Government Code section 11513, governing the admission of evidence in administrative hearings, provides as pertinent:
"(c) The hearing need not be conducted according to technical rules relating to evidence and witnesses, except as hereinafter provided. Any relevant evidence shall be admitted if it is the sort of evidence on which responsible persons are accustomed to rely in the conduct of serious affairs, regardless of the existence of any common law or statutory rule which might make improper the admission of the evidence over objection in civil actions.
"(d) Hearsay evidence may be used for the purpose of supplementing or explaining other evidence but over timely objection shall not be sufficient in itself to support a finding unless it would be admissible over objection in civil actions."
Regarding Painter's point that the hearing officer improperly admitted and considered the hearsay report of Dr. Powers, Painter concedes, in line with Government Code section 11513, that "hearsay evidence alone 'is insufficient to satisfy the requirement of due process of law.'" (Quoting and relying upon, in his brief, Gregory v. State Bd. of Control (1999) 73 Cal.App.4th 584, 597, italics added.) Here, the hearing officer did not base his findings solely on Dr. Powers's report. The hearing officer also considered the oral presentations of the relevant animal control officers, the photographs of the animals and their conditions, Painter's explanations, and the hearing officer's observation of the animals.

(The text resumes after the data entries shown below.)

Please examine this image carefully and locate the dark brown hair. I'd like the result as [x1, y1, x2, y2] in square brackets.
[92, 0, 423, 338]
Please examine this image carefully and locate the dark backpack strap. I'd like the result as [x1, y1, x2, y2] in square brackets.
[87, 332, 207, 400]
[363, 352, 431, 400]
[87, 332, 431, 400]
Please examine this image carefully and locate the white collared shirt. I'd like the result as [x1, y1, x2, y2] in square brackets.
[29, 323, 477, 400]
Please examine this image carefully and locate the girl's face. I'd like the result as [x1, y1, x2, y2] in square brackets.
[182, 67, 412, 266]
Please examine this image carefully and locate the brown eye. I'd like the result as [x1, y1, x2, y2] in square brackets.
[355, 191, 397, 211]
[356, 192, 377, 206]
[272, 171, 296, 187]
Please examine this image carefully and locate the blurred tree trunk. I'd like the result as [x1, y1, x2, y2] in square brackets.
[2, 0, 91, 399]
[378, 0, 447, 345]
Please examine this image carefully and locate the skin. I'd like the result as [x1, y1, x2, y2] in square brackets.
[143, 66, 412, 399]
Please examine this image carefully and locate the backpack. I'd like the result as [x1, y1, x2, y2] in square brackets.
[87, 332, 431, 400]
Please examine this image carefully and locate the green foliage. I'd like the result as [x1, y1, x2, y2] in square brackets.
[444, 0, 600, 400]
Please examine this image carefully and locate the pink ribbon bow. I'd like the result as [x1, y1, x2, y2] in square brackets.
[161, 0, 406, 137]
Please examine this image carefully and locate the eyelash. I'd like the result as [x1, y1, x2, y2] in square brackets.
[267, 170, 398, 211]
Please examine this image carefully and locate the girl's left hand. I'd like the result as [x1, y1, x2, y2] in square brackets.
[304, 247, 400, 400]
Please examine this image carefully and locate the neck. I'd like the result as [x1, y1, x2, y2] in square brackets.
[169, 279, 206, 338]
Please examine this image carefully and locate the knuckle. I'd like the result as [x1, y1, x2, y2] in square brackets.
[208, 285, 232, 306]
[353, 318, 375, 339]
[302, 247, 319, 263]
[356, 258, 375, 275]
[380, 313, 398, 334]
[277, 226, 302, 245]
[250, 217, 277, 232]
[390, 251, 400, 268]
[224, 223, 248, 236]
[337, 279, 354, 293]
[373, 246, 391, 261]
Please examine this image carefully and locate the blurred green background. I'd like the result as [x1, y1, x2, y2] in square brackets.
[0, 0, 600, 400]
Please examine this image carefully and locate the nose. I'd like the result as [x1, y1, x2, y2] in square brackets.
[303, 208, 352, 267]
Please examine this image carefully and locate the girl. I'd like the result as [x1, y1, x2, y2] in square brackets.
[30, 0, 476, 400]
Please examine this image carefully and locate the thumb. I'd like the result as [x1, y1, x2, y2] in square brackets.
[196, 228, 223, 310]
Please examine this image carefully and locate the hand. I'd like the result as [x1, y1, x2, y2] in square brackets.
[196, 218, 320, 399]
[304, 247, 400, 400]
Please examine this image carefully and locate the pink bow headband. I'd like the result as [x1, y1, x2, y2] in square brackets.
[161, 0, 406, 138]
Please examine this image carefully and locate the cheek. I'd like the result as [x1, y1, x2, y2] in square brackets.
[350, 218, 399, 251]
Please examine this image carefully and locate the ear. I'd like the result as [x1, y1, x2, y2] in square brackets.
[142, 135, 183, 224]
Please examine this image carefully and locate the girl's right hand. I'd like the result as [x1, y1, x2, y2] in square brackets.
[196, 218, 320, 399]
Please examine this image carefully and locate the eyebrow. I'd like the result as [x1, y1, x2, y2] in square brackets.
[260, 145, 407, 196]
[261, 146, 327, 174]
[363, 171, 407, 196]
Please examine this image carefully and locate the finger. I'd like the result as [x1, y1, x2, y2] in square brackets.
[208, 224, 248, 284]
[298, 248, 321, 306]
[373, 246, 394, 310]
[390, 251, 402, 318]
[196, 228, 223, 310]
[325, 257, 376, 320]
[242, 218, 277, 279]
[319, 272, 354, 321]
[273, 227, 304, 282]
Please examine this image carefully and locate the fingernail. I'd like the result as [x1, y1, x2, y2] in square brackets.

As for the issue of confronting Dr. Powers--assuming for the sake of argument that Painter has preserved this issue for appellate review--the hearing officer allowed Painter a full opportunity to dispute Dr. Powers's report. Furthermore, as noted in the previous section of this opinion, Painter does not have a right to full criminal procedures (which would include witness confrontation in person) in a post-seizure civil administrative hearing such as this one, so long as he is afforded due process of law, as Painter was here.
Painter contends that the County's photographs were not properly introduced or catalogued at the administrative hearing, and that the hearing officer declined to admit Painter's photographs into evidence.

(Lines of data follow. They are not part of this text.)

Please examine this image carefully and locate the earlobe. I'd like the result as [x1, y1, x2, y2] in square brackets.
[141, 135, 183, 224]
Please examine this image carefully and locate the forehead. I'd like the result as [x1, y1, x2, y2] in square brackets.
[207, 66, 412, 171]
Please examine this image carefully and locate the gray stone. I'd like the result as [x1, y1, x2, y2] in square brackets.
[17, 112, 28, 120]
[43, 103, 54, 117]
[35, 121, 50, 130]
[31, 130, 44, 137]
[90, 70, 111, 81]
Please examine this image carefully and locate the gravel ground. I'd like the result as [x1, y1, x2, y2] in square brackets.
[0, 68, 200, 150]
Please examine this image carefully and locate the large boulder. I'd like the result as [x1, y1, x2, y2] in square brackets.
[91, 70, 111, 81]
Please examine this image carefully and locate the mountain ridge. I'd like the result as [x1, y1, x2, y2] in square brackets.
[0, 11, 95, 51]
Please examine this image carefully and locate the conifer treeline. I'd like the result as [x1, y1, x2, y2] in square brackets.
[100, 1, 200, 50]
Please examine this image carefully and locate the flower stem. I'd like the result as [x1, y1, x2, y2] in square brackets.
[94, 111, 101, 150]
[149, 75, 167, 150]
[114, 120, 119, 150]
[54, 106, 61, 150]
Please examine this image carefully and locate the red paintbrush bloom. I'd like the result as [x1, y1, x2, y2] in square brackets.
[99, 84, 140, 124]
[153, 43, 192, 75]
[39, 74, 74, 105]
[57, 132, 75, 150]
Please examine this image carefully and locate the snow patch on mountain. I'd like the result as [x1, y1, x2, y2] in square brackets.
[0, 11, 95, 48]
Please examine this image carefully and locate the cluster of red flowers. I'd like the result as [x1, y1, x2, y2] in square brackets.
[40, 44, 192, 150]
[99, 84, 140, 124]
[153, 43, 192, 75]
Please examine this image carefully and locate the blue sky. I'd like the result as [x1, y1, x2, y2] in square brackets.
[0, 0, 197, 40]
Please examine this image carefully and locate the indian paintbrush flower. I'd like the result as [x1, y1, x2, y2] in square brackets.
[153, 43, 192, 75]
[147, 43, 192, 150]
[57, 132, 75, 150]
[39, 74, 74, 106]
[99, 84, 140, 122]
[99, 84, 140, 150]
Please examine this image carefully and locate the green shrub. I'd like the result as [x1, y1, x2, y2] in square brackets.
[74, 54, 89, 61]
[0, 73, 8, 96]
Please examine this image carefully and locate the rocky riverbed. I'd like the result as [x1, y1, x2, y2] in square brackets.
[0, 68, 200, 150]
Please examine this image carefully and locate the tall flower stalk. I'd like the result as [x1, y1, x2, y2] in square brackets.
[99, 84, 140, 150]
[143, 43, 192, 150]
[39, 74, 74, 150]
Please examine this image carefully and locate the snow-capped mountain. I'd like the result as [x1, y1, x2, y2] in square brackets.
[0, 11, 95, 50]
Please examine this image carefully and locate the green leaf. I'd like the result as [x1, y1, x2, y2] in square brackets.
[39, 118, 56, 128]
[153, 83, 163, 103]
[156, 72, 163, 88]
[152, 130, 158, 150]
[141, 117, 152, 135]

Painter has forfeited these points by not making these objections at the administrative hearing. Moreover, Painter's briefing does not contain citations to the record on the substance of these points. (See Weiss v. Brentwood Sav. & Loan Assn. (1970) 4 Cal.App.3d 738, 746-747; Cal. Rules of Court, rule 8.204(a)(1)(C).) In any event, the administrative record includes 28 photographs that Painter submitted at the hearing, as well as the hearing officer's remark to Painter that he (the officer) would "look at any pictures that [Painter] would like."

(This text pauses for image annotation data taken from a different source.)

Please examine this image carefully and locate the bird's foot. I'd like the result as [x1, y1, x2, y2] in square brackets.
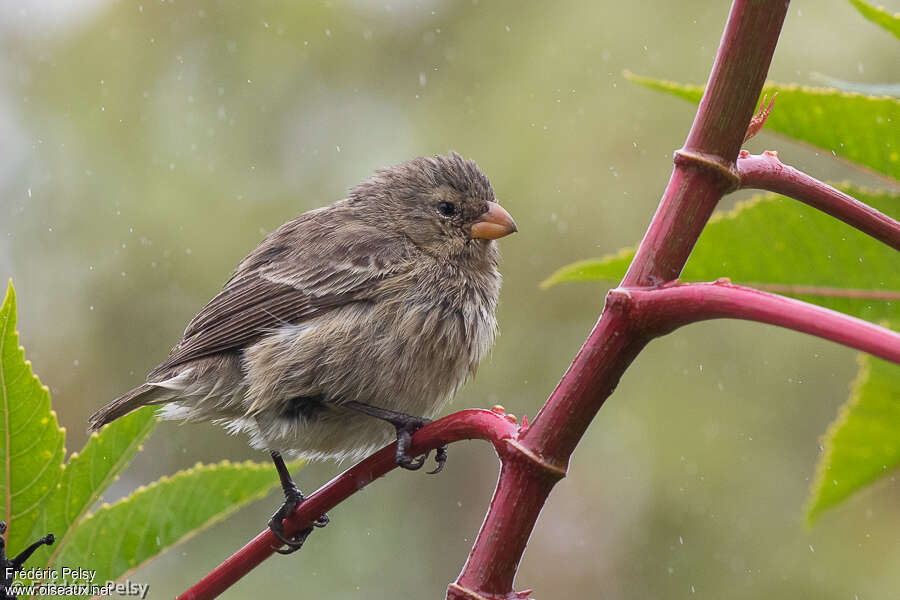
[269, 486, 330, 554]
[341, 402, 447, 475]
[269, 450, 329, 554]
[393, 415, 447, 475]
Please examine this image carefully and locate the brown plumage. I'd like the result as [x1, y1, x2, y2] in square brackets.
[90, 153, 515, 464]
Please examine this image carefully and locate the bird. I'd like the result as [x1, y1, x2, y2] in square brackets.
[89, 151, 518, 554]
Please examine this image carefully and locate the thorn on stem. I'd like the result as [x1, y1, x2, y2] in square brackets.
[744, 92, 778, 142]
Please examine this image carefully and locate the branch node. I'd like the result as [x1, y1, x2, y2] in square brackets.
[447, 582, 532, 600]
[675, 148, 741, 194]
[504, 438, 568, 480]
[744, 92, 778, 142]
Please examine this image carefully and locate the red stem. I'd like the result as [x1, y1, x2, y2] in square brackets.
[178, 409, 519, 600]
[624, 280, 900, 364]
[737, 152, 900, 250]
[447, 0, 789, 600]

IV. Hearing Officer's Observation of the Horses
The hearing officer, on the date of the hearing, February 14, 2008, viewed the seized horses without Painter being present.
Assuming for the sake of argument the hearing officer erred in doing so, we would still not reverse. This is because the evidence was sufficient to support the horses' seizure and the hearing officer's findings, without the officer's observation of the horses; and the trial court noted this fact in denying Painter's petition for administrative mandate.
V. Judicial Bias
Finally, Painter claims the superior court judge was biased because the judge who denied his petition for writ of administrative mandate in April 2011, Judge Stephen H. Baker, was the same judge who had presided at Painter's plea bargain hearing of no contest to two misdemeanor counts in January 2011 (arising from this matter).
Painter has forfeited this claim on appeal because he never objected in the trial court to Judge Baker's deciding the petition for writ of administrative mandate. (Code Civ. Proc., § 170.6; see also 9 Witkin, Cal. Procedure, supra, Appeal, §§ 390, 391, pp. 448-450 [appellant may not induce alleged error].)*fn4
The judgment is affirmed.
We concur: NICHOLSON , Acting P. J. MURRAY , J.